What is prime factorization?+
Prime factorization expresses a positive integer as a product of prime numbers. Every integer > 1 has exactly one prime factorization (Fundamental Theorem of Arithmetic). Example: 360 = 2³ × 3² × 5. The primes 2, 3, and 5 are the only prime building blocks of 360, appearing 3, 2, and 1 times respectively.
How do you find prime factorization step by step?+
Use trial division: (1) Start dividing by 2 — if it divides, record it and continue with the quotient. (2) Move to 3, then 5, then 7, etc. Only test primes up to √n. (3) When the quotient becomes 1, stop. Example for 180: 180÷2=90, 90÷2=45, 45÷3=15, 15÷3=5, 5 is prime. Result: 180 = 2² × 3² × 5.
What is the prime factorization of 360?+
360 = 2³ × 3² × 5. Division steps: 360÷2=180, 180÷2=90, 90÷2=45, 45÷3=15, 15÷3=5, 5 is prime. The number 360 has (3+1)(2+1)(1+1) = 24 divisors, which is why it was chosen by ancient Babylonians for angle measurement — 360 degrees divides evenly into 2, 3, 4, 5, 6, 8, 9, 10, 12, 15, 18, 20, 24, 30, 36, 40, 45, 60, 72, 90, 120, 180 parts.
How do you find GCF and LCM using prime factorization?+
GCF: factorize both numbers, take shared prime factors with the LOWER exponent. LCM: take all prime factors with the HIGHER exponent. Example: GCF(12,18): 12=2²×3, 18=2×3² → GCF = 2¹×3¹ = 6. LCM = 2²×3² = 36. Shortcut: LCM = a×b/GCF = 12×18/6 = 36.
How many divisors does a number have?+
If n = p₁^e₁ × p₂^e₂ × ... × pₖ^eₖ, then divisors count = (e₁+1)(e₂+1)...(eₖ+1). Example: 360 = 2³×3²×5¹ → (3+1)(2+1)(1+1) = 24. For a prime p: p = p¹ → (1+1) = 2 divisors (1 and p). For a prime squared p²: (2+1) = 3 divisors (1, p, p²).
Is 1 a prime number?+
No. 1 is neither prime nor composite. By definition, primes have exactly two distinct factors (1 and themselves), but 1 has only one factor. Excluding 1 from primes preserves the Fundamental Theorem of Arithmetic's uniqueness — if 1 were prime, then 6 could be written as 2×3 or 1×2×3 or 1×1×2×3, losing unique factorization.

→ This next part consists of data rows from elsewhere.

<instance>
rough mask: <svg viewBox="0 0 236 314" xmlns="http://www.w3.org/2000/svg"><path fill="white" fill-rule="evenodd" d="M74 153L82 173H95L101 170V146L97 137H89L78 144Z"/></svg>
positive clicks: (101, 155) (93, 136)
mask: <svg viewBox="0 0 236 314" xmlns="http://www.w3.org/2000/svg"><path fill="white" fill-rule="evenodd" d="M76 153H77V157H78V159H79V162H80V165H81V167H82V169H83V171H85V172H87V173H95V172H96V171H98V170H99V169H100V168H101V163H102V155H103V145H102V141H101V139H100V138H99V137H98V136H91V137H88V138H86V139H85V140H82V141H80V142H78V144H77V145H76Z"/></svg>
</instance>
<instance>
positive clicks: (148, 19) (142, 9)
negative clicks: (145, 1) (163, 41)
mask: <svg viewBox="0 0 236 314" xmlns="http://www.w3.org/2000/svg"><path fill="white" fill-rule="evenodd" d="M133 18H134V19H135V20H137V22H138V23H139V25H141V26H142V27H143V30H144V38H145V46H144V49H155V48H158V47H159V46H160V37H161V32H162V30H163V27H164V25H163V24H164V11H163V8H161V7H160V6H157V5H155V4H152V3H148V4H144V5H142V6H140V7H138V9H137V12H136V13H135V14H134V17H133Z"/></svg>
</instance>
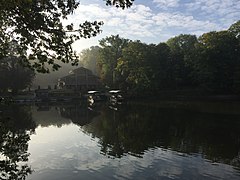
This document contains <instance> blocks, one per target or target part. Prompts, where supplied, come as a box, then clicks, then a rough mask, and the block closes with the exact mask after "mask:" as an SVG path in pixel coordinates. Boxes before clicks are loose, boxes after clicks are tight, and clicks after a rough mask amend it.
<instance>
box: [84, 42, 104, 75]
mask: <svg viewBox="0 0 240 180" xmlns="http://www.w3.org/2000/svg"><path fill="white" fill-rule="evenodd" d="M98 58H99V46H92V47H90V48H88V49H84V50H83V51H82V52H81V53H80V62H81V63H82V65H83V66H84V67H85V68H87V69H90V70H91V71H92V72H93V73H94V74H95V75H98V76H100V69H99V66H98Z"/></svg>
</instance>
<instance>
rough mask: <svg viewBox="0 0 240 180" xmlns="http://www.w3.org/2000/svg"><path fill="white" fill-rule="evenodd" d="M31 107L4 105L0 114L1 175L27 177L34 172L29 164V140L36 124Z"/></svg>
mask: <svg viewBox="0 0 240 180" xmlns="http://www.w3.org/2000/svg"><path fill="white" fill-rule="evenodd" d="M29 108H30V107H26V106H17V105H13V104H12V105H5V106H4V105H2V106H1V110H3V111H2V113H1V114H0V154H1V158H0V177H1V179H3V180H8V179H26V177H27V176H28V175H29V174H31V173H32V172H33V169H32V168H31V167H30V166H29V165H28V163H27V162H28V157H29V155H30V154H29V153H28V141H29V140H30V135H31V134H32V133H34V131H35V128H36V124H35V122H34V121H33V120H32V116H31V112H30V109H29Z"/></svg>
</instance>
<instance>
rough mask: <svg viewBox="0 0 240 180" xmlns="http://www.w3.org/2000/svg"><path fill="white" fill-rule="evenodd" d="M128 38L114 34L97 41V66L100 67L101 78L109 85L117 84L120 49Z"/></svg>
mask: <svg viewBox="0 0 240 180" xmlns="http://www.w3.org/2000/svg"><path fill="white" fill-rule="evenodd" d="M128 41H129V40H127V39H124V38H121V37H119V35H116V36H110V37H106V38H103V39H101V40H100V41H99V44H100V47H101V48H100V50H99V62H98V64H99V67H100V68H101V78H102V80H103V81H104V82H105V83H106V84H107V85H109V86H111V87H114V86H116V84H117V81H118V79H117V77H118V74H117V71H116V70H115V68H116V67H117V62H118V59H119V58H121V57H122V51H123V49H124V48H125V47H126V45H127V43H128Z"/></svg>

What is the Fundamental Theorem of Arithmetic?+
Every integer greater than 1 is either prime or can be expressed as a unique product of primes (up to reordering). This theorem has two parts: existence (every integer has at least one prime factorization) and uniqueness (there is exactly one such factorization). It is the foundation of number theory and makes GCF, LCM, and divisor counting well-defined operations.

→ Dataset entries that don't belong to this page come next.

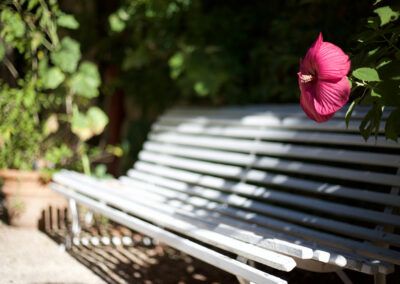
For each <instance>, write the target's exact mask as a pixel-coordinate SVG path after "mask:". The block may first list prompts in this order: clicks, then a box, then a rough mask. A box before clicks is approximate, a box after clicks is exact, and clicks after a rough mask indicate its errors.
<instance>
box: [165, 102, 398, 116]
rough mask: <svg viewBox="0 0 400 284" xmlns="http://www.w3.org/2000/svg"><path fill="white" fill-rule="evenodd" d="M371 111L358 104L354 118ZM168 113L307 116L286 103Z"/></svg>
mask: <svg viewBox="0 0 400 284" xmlns="http://www.w3.org/2000/svg"><path fill="white" fill-rule="evenodd" d="M368 111H369V108H368V107H362V106H358V107H357V109H355V110H354V111H353V113H352V116H351V117H352V118H353V119H362V118H364V116H365V115H366V114H367V112H368ZM168 114H171V115H172V114H173V115H182V116H193V115H202V116H225V117H226V116H228V117H237V116H240V117H243V116H248V115H252V116H255V115H256V116H270V115H274V116H284V117H288V116H296V117H306V115H305V113H304V111H303V110H302V109H301V107H300V106H299V105H293V104H286V105H273V104H268V106H258V105H249V106H240V107H235V106H230V107H229V106H228V107H224V108H223V109H221V108H213V107H194V106H185V107H184V108H182V107H177V108H173V109H171V110H169V111H168ZM389 114H390V109H385V111H384V112H383V114H382V118H384V119H385V118H387V117H388V115H389ZM345 115H346V110H345V108H343V109H342V110H339V111H338V112H336V113H335V115H334V117H335V118H345Z"/></svg>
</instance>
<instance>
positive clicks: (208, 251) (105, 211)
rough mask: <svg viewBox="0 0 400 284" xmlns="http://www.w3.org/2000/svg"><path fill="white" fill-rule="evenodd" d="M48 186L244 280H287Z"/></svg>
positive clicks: (67, 191) (91, 199)
mask: <svg viewBox="0 0 400 284" xmlns="http://www.w3.org/2000/svg"><path fill="white" fill-rule="evenodd" d="M51 187H52V188H53V190H55V191H56V192H59V193H60V194H63V195H66V196H68V197H69V198H73V199H75V200H77V201H78V202H80V203H82V204H84V205H86V206H88V207H89V208H91V209H92V210H95V211H97V212H99V213H101V214H104V215H105V216H107V217H109V218H110V219H112V220H116V221H117V222H119V223H121V224H122V225H125V226H127V227H129V228H132V229H135V230H137V231H140V232H141V233H143V234H146V235H148V236H151V237H153V238H156V239H158V240H160V241H162V242H164V243H166V244H168V245H170V246H171V247H174V248H176V249H178V250H180V251H182V252H185V253H187V254H188V255H191V256H193V257H195V258H198V259H200V260H203V261H205V262H207V263H209V264H211V265H214V266H215V267H218V268H220V269H222V270H225V271H227V272H230V273H232V274H234V275H238V276H241V277H243V278H244V279H247V280H249V281H255V282H258V283H268V284H284V283H287V282H286V281H285V280H283V279H281V278H278V277H276V276H273V275H270V274H268V273H265V272H263V271H260V270H258V269H255V268H253V267H250V266H248V265H246V264H244V263H241V262H239V261H237V260H234V259H231V258H229V257H227V256H225V255H223V254H220V253H218V252H216V251H214V250H211V249H208V248H206V247H204V246H201V245H199V244H197V243H195V242H192V241H190V240H188V239H185V238H182V237H179V236H177V235H176V234H172V233H170V232H168V231H165V230H162V229H160V228H158V227H156V226H154V225H152V224H150V223H147V222H144V221H142V220H140V219H137V218H132V216H130V215H128V214H126V213H124V212H121V211H118V210H116V209H112V208H110V207H107V206H106V205H104V204H102V203H98V202H97V201H94V200H93V199H90V198H88V197H85V196H82V195H80V194H77V193H75V192H72V191H70V190H68V189H67V188H64V187H62V186H60V185H58V184H54V183H53V184H52V185H51Z"/></svg>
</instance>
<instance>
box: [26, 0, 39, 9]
mask: <svg viewBox="0 0 400 284" xmlns="http://www.w3.org/2000/svg"><path fill="white" fill-rule="evenodd" d="M37 4H39V0H29V2H28V11H30V10H32V9H33V8H35V6H36V5H37Z"/></svg>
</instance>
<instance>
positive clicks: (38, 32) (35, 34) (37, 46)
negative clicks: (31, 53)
mask: <svg viewBox="0 0 400 284" xmlns="http://www.w3.org/2000/svg"><path fill="white" fill-rule="evenodd" d="M42 41H43V36H42V34H41V33H40V32H34V33H32V40H31V49H32V51H34V52H35V51H36V49H37V48H38V47H39V45H41V44H42Z"/></svg>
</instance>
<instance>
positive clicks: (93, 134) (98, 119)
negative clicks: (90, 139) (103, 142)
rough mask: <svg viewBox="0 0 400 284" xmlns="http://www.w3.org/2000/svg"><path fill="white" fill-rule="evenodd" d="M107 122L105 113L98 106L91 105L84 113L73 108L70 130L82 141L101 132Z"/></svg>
mask: <svg viewBox="0 0 400 284" xmlns="http://www.w3.org/2000/svg"><path fill="white" fill-rule="evenodd" d="M107 123H108V118H107V115H106V114H105V113H104V112H103V111H102V110H101V109H100V108H98V107H91V108H90V109H89V110H88V111H87V113H86V115H85V114H83V113H81V112H79V110H78V108H77V107H76V106H75V107H74V108H73V112H72V120H71V130H72V132H73V133H75V134H76V135H77V136H78V137H79V138H80V139H81V140H83V141H86V140H88V139H90V138H92V137H93V136H94V135H98V134H100V133H102V132H103V130H104V128H105V126H106V125H107Z"/></svg>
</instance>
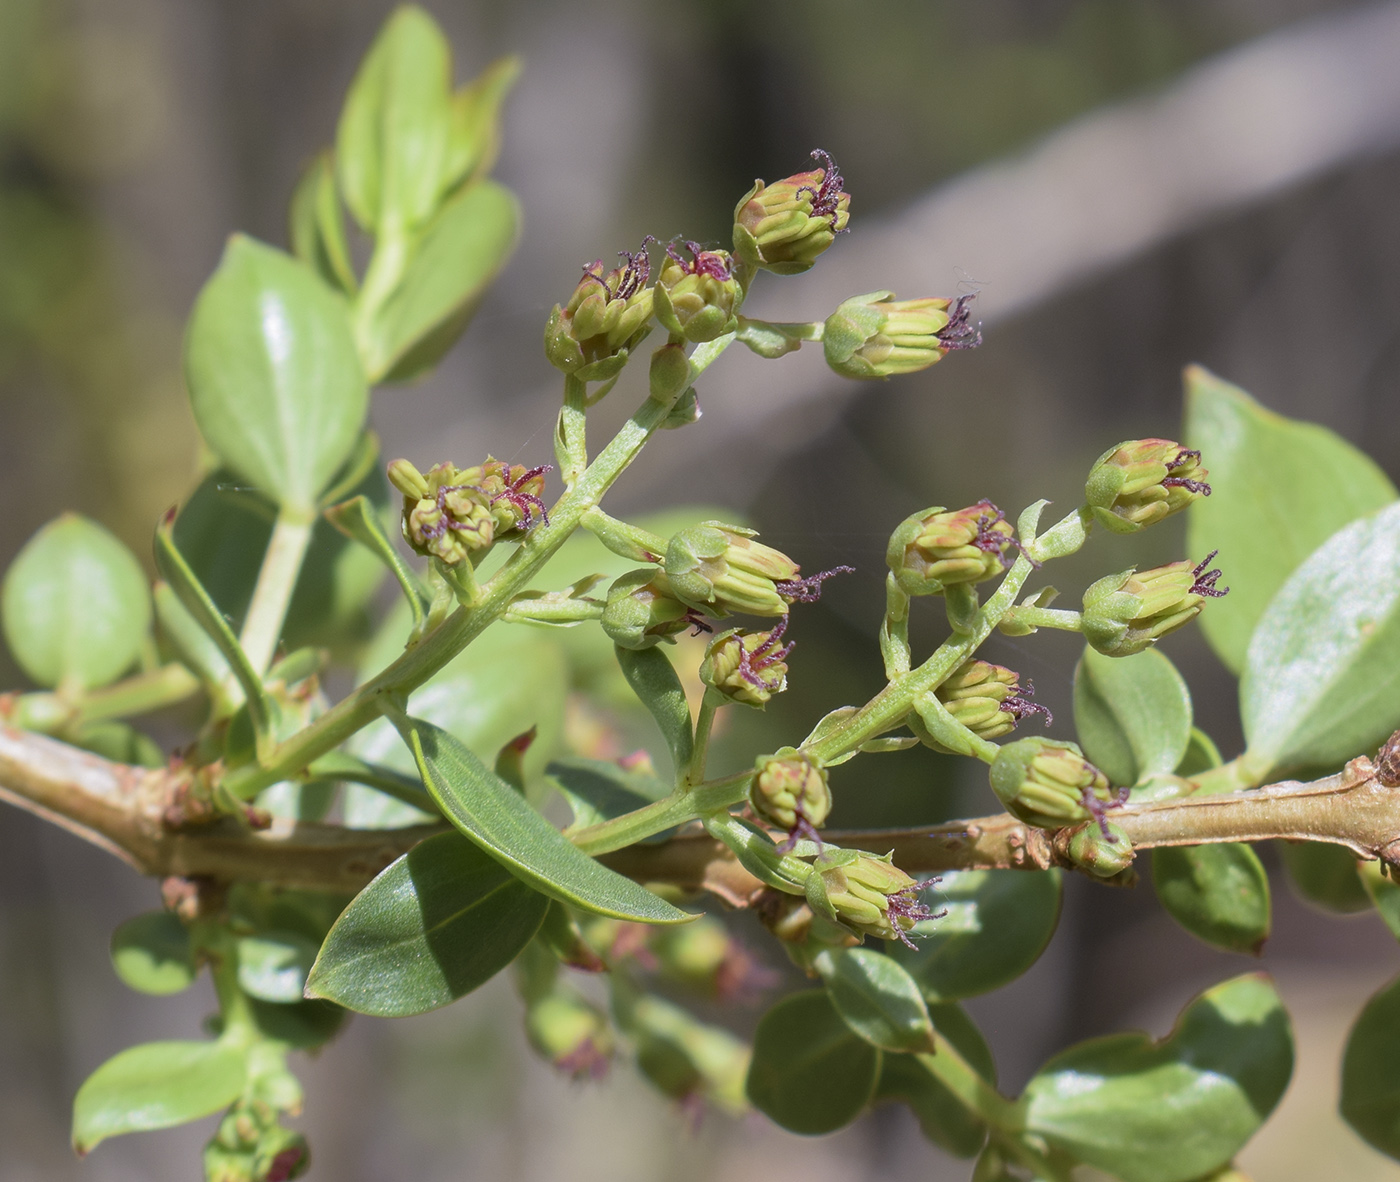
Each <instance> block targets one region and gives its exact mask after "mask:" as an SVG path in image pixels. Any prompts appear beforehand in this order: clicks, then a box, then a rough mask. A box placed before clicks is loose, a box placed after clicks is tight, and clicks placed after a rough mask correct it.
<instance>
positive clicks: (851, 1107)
mask: <svg viewBox="0 0 1400 1182" xmlns="http://www.w3.org/2000/svg"><path fill="white" fill-rule="evenodd" d="M879 1067H881V1052H879V1050H876V1049H875V1048H874V1046H871V1045H869V1043H868V1042H865V1041H864V1039H861V1038H858V1036H857V1035H855V1034H853V1031H851V1028H850V1027H847V1025H846V1022H844V1021H843V1020H841V1015H840V1014H837V1013H836V1008H834V1007H833V1006H832V1003H830V1000H829V999H827V996H826V993H823V992H822V990H811V992H806V993H797V994H794V996H791V997H784V999H783V1000H781V1001H778V1003H777V1006H774V1007H773V1008H771V1010H769V1013H767V1014H764V1015H763V1018H762V1021H760V1022H759V1028H757V1031H756V1032H755V1035H753V1062H752V1063H750V1064H749V1080H748V1084H746V1091H748V1095H749V1099H750V1101H753V1105H755V1108H757V1109H759V1111H760V1112H763V1115H764V1116H767V1118H769V1119H770V1120H771V1122H773V1123H774V1125H778V1126H781V1127H783V1129H787V1130H788V1132H790V1133H805V1134H809V1136H815V1134H819V1133H833V1132H836V1130H837V1129H841V1127H844V1126H847V1125H850V1123H851V1122H853V1120H854V1119H855V1118H857V1116H860V1115H861V1111H862V1109H864V1108H865V1105H867V1104H869V1101H871V1097H872V1095H874V1094H875V1083H876V1080H878V1078H879Z"/></svg>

What is the largest prime factor of 100?+
100 = 2² × 5². The prime factors are 2 and 5. The largest prime factor of 100 is 5. For comparison: the largest prime factor of 99 (= 3² × 11) is 11, and 101 is itself prime. The largest prime factor grows slowly: for n = 1000, it is 5 (since 1000 = 2³×5³).
How is prime factorization used in cryptography?+
RSA encryption secures internet transactions using the fact that multiplying two large primes (e.g., 1024-bit primes) is fast, but factoring their product back into the original primes is computationally infeasible with current technology. Your bank uses prime factorization's hardness every time you make an online payment — the encryption key is a product of two secret primes.
How do I find GCF without prime factorization?+
Use the Euclidean algorithm: repeatedly divide the larger by the smaller, keeping only the remainder, until the remainder is 0. The last non-zero remainder is the GCF. Example: GCF(48, 18): 48 = 2×18+12 → 18 = 1×12+6 → 12 = 2×6+0. GCF = 6. This is faster than factorization for very large numbers.